OK, so it's not a major setback, but today I was motivated to work on stuff. Made a few paper mache rocks early this morning and then decided to go into the Halloween shed to look for a few items to take with us next week to the local fair, where we're going to dress up in costume and try to recruit volunteers. Dragged out about 3 bins and THEN reallized that there was a swarm of hornets all over the back, inside wall. Sprayed the crap outta them, closed up the doors to let it work for a few minutes and then went out to drag out the rest of the bins. Well lo and behold.....a commune of mice had taken over my garage, even getting into some of the bins. Some were still alive and living in the box along the skulls and props. Needless to say, all of the mouse "residue" is all over everything so now all the costumes, all the masks, everything has to be washed and cleaned before I can use it. They totally shredded my beef netting...I haven't discovered how much of it is ruined yet because it's covered with mouse shi....er....crap, and I have to clean all that tomorrow. So, another beautiful prop building weekend is shot because of these damn things. I guess at the end of the season I'll be loading the shed up with tons of poison before putting everything away. Sorry for venting.....but I knew you guys would understand!


----------



## Black Cat (Aug 20, 2005)

Sounds like you need a cat to help with the mouse population.


----------



## Ms. Wicked (Nov 14, 2006)

Oh No!!!!!!

Pattie, that stinks!!!!!!!!! I'm so sorry and I don't blame you for venting - that would upset me.


----------



## Big Howlin (Jul 15, 2006)

ooohhhh nooo....boo urns


----------



## Ghostess (Aug 21, 2005)

Awww, that sucks!


----------



## trishaanne (Aug 20, 2005)

Well...it doesn't appear that there is as much damage as I initially thought. The beef netting, well, some of it is a complete loss. Some of it is salvageable. They didn't get into the good masks, so that's great news. Some of the styrofoam heads sacrficed their lives, but I may be able to work with that...they look kinda dead and distorted now...that may save me a few steps!  It's just a complete MESS....mouse crap all over everything. Good news is that I discovered it now, rather than when I was trying to start setting up the yard. At least they didn't ruin everything. Oh well, back outside to scrub bins and soak alot of the stuff in bleach water. I'M not touching it right now...lol.


----------



## Sickie Ickie (Jun 20, 2006)

awwwwwww.....cute litle meeeeece


----------



## Vlad (Aug 2, 2005)

And yet another reason to keep your stuff inside the house and on display year round!
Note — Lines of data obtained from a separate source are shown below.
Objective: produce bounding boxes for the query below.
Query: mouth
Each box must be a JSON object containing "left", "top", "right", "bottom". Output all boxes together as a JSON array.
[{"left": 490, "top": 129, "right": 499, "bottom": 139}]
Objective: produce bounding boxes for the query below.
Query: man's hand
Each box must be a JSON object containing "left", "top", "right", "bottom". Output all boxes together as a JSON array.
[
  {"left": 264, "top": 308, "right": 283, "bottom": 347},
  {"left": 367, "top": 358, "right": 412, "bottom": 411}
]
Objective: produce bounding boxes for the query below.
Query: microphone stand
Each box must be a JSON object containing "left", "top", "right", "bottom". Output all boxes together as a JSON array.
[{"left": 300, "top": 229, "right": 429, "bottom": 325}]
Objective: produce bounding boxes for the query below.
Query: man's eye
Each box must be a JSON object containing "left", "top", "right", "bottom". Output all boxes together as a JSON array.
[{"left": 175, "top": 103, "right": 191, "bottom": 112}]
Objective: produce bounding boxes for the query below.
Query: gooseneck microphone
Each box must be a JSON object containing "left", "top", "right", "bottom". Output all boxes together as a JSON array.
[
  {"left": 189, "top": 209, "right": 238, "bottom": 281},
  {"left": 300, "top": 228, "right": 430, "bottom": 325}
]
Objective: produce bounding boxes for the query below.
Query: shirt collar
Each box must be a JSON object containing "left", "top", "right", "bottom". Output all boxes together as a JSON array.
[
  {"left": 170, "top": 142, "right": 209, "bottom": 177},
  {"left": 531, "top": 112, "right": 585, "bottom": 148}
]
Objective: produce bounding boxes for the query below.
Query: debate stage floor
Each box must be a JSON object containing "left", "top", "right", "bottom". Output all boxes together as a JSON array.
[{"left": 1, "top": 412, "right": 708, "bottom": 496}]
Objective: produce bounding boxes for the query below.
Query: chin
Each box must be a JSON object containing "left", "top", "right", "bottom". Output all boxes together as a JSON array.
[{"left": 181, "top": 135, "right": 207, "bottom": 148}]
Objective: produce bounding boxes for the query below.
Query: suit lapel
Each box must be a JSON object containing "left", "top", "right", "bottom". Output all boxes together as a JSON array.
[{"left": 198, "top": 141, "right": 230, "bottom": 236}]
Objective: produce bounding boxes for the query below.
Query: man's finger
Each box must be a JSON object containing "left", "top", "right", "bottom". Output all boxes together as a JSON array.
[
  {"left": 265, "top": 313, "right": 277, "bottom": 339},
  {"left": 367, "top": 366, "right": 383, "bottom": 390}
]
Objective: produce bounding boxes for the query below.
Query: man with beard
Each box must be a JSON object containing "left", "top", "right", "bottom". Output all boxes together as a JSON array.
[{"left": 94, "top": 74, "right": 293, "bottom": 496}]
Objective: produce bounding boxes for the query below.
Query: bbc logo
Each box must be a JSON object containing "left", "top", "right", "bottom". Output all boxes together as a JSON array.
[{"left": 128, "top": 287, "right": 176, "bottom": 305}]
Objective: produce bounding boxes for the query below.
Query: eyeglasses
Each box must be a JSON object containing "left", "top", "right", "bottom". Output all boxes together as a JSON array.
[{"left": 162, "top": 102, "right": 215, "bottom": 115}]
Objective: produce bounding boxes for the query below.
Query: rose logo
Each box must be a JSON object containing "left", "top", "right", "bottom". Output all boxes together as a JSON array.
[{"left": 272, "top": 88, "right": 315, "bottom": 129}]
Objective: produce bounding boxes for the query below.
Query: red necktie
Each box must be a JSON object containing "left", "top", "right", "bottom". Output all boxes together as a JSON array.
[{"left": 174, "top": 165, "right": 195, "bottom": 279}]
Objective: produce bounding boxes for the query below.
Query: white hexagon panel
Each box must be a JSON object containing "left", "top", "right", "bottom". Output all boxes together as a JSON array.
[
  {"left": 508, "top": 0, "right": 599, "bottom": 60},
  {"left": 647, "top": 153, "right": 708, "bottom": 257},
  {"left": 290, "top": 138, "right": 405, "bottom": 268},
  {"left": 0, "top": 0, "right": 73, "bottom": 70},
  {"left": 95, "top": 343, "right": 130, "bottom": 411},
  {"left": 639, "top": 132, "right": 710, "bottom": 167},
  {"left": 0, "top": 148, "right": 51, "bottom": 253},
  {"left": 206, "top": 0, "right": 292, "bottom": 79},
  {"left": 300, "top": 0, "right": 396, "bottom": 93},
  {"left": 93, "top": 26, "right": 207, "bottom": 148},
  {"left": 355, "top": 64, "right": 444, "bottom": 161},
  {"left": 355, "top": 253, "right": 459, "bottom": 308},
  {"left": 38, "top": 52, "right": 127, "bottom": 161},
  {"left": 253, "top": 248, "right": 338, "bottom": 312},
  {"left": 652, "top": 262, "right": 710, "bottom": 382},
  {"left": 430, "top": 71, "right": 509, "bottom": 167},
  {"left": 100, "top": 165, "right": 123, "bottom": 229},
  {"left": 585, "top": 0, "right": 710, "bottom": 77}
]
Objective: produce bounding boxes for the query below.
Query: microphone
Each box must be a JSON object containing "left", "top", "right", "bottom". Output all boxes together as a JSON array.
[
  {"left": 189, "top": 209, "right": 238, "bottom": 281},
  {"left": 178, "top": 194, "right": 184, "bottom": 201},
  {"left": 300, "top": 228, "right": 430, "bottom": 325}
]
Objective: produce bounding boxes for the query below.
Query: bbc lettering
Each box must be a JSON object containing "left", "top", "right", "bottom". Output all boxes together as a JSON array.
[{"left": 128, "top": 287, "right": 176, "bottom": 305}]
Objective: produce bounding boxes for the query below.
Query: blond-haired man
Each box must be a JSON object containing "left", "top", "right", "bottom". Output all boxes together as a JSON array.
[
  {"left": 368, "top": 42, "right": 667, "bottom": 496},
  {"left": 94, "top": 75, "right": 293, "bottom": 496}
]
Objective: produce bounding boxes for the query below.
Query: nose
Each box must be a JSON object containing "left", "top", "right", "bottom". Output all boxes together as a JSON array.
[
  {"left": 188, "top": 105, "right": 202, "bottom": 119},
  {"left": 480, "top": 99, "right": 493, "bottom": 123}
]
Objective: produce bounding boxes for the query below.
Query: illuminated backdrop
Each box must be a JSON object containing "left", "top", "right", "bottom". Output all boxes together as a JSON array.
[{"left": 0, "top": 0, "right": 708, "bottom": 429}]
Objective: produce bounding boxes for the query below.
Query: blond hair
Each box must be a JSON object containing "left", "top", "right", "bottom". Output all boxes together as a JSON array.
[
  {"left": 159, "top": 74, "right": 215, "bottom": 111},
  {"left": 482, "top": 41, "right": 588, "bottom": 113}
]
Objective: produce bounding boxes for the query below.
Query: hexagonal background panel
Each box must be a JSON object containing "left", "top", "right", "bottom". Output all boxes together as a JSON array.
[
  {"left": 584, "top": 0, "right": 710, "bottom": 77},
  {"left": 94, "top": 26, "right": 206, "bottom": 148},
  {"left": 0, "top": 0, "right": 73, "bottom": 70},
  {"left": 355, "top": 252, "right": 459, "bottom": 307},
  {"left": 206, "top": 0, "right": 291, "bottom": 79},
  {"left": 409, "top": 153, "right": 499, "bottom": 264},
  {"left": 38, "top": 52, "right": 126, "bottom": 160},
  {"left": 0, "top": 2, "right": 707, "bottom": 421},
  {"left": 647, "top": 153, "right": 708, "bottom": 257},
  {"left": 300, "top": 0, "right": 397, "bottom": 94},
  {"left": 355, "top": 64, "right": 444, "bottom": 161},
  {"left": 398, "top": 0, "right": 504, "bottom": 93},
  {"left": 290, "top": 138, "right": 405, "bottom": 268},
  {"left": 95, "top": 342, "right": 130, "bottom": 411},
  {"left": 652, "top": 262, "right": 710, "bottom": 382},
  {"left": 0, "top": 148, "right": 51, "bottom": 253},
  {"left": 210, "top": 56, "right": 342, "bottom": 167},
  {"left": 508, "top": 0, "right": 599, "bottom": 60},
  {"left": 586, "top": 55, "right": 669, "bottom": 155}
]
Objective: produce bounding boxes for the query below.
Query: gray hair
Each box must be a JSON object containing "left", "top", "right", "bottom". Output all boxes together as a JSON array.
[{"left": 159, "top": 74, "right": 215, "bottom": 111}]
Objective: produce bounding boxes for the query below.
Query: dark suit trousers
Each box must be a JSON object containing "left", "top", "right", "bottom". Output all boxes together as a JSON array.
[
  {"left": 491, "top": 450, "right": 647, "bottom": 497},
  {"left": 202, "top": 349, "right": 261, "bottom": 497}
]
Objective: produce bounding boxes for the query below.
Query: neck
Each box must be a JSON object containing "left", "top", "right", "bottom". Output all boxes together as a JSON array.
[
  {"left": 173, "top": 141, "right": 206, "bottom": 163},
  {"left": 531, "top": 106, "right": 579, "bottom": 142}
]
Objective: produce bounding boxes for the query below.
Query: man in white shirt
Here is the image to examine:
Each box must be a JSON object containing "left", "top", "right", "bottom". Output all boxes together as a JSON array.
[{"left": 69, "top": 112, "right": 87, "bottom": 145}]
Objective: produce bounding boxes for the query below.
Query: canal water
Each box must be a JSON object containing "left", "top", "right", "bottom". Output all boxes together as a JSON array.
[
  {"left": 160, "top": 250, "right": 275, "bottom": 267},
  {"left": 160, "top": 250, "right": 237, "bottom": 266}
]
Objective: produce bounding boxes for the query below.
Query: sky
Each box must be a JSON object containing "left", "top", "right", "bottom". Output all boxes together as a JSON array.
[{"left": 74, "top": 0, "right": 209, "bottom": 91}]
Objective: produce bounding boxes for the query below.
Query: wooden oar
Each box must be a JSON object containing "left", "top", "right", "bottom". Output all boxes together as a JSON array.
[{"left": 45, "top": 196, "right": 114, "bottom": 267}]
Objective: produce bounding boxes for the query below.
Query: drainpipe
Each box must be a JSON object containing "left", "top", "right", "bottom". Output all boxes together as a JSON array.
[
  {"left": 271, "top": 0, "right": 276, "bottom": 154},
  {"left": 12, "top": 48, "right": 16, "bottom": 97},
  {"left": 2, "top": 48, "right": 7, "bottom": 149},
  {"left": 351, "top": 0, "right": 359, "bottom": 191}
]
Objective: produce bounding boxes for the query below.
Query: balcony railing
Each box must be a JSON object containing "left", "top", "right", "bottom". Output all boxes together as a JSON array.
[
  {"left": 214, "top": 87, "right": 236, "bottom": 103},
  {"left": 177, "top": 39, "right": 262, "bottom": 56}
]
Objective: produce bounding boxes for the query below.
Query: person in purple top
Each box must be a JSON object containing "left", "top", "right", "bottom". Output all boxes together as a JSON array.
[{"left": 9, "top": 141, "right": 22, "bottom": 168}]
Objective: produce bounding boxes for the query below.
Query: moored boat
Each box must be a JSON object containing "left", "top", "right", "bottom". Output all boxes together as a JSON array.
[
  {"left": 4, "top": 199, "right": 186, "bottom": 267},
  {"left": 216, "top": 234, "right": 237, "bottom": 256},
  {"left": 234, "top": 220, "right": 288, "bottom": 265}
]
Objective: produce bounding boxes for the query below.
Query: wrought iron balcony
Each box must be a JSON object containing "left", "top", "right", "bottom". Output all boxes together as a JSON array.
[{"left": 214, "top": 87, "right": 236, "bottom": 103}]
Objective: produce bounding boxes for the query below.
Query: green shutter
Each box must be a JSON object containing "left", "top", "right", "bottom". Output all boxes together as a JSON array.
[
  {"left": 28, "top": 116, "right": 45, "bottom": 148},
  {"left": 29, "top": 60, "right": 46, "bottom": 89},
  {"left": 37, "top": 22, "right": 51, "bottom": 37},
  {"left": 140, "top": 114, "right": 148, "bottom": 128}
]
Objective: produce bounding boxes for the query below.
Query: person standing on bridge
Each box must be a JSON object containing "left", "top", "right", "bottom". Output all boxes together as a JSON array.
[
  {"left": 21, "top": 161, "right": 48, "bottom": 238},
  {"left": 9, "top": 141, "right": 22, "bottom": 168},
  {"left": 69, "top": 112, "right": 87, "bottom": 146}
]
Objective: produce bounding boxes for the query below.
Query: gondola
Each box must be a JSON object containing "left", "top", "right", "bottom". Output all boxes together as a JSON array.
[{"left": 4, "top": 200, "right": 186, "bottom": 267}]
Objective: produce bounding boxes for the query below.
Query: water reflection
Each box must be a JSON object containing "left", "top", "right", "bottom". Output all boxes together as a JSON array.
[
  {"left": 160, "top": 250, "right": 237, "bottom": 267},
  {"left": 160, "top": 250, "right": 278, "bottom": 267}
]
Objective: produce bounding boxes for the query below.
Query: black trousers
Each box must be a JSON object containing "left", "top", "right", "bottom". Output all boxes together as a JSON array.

Sorry to hear about the mess Pattie, Clean it all up, and set some traps out. The dollar stores sell them.


----------



## jackielantern (Aug 28, 2007)

Those little buggers used to make my so mad!!  We were the first house in a development that was a field & we fought them for a couple of years. Finally, I think I got them beat!

What I do: Decon placed randomly along with scented dryer sheets. They avoid the dryer sheets like the plague. Tape sheets along the inside edges of the lids of your bins. Replace annually.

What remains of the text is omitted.